I’m a Prime member. I buy plenty from Amazon. But do I want to buy everything from them? No. And I don’t.
It’s clear that Amazon wants control of an outsize portion of my wallet. And with all the news about Amazon over the last few months (seriously, does a day go by without this company appearing in a headline?), I find myself wondering if its omnipresence is a great thing for the retail industry — or ultimately ominous.
It’s hard not to admire what Amazon has achieved. While the news that yielded the biggest crush of headlines revolved around Amazon buying Whole Foods Market, there was so much news coming from the Seattle-based company this summer that one needed a scorecard to keep track.
There was word that a discount version of Prime was being made available to those receiving foods stamps. New capabilities and skills were added to Alexa and delivered through Echo. Nike announced a partnership with Amazon, and Prime members were the first to be able to purchase the company’s meal kits.
Prime wardrobe is in beta, Amazon is testing a private-label lingerie line in the United Kingdom and an announcement was made that Amazon will start selling cars in Europe. At press time, headlines were heralding the launch of Spark — an Instagram-inspired shoppable feed aimed at Prime users — and a partnership with Sears that will result in Kenmore appliances being sold by the internet juggernaut.
And all that was swirling around amidst the flurry of Prime Day excitement. Amazon reported sales on July 11 surpassed Black Friday and Cyber Monday, making it the biggest day in Amazon history. The event grew by more than 60 percent compared with last year, and more new members joined Prime that day than on any single day in Amazon history. The most popular purchase that day: Amazon’s Echo Dot.
Scott Galloway, founder of digital intelligence firm L2 and a professor of marketing at New York University’s Stern School of Business, believes Amazon will hit $1 trillion in market capitalization by 2020.
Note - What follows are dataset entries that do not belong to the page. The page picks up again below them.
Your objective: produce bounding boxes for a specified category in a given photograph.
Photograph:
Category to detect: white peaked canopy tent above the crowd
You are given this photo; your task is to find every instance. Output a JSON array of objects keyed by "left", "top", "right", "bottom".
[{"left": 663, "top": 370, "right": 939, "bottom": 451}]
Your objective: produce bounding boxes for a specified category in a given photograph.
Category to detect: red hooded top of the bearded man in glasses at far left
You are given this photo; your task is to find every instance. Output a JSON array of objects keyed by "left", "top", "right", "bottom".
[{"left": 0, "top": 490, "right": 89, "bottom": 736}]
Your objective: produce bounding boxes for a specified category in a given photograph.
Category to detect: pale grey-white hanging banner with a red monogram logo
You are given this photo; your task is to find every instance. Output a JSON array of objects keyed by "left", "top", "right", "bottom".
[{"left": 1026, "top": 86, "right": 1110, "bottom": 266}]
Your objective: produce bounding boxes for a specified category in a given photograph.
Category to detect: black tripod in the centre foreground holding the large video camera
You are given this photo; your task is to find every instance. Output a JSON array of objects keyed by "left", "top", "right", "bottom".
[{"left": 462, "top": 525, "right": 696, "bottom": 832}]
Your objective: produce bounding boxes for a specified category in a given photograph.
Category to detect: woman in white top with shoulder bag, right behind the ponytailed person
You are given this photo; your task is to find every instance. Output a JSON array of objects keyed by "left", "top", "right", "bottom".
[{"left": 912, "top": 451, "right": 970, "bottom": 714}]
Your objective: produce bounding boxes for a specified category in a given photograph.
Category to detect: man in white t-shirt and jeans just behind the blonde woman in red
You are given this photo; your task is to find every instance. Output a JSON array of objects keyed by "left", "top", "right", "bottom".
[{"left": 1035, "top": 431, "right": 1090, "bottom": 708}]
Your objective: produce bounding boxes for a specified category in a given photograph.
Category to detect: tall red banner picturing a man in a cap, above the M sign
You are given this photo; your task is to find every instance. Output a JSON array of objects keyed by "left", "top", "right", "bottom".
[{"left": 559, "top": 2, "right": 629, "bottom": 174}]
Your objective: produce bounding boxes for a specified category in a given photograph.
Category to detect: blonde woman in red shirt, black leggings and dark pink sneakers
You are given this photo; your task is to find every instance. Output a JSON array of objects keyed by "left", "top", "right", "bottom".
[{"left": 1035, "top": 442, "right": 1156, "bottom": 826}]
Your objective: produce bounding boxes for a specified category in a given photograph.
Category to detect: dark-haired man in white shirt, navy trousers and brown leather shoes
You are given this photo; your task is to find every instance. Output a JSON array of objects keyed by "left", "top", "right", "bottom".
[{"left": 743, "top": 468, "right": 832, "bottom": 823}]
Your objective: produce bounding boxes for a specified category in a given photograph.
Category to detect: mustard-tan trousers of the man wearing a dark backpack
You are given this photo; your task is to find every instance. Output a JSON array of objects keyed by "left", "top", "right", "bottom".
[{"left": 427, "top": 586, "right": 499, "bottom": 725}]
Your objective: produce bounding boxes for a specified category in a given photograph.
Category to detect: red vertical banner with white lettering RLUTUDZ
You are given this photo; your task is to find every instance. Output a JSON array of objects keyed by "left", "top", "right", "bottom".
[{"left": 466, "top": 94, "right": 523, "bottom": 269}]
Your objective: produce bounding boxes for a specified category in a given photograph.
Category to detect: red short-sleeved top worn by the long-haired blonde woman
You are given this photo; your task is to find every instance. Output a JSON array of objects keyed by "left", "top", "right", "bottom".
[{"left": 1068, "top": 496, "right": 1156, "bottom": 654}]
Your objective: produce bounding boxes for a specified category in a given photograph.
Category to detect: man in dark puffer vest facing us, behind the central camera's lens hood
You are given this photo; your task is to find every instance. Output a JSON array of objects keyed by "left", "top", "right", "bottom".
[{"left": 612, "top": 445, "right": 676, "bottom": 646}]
Jeff Bezos built Amazon for the long game, and I admire that. Still, a big part of me will forever cling to the “some for all” adage instead of “all for one.” My vision of retail will always include being in stores where I can touch and feel product, where I can see new things and be inspired by the breadth of products and the creative way they’re merchandised.
I love a deal as much as the next person, and convenience is important to me too, but I’m not convinced that quality is something to be determined solely by great website photography. I also feel pretty strongly about supporting businesses that operate with a culture I admire and commitment to causes I consider meaningful.
Instead of fearing its quest for a larger share of shoppers’ disposable income, let Amazon’s approach lift all boats. Take a leaf out of the Amazon playbook and use data to experiment with new strategies. Focus on ways to reshape the customer experience. Experiment, fail and experiment some more — and do it quickly, because having one retailer control such a huge portion of retail feels ominous to me.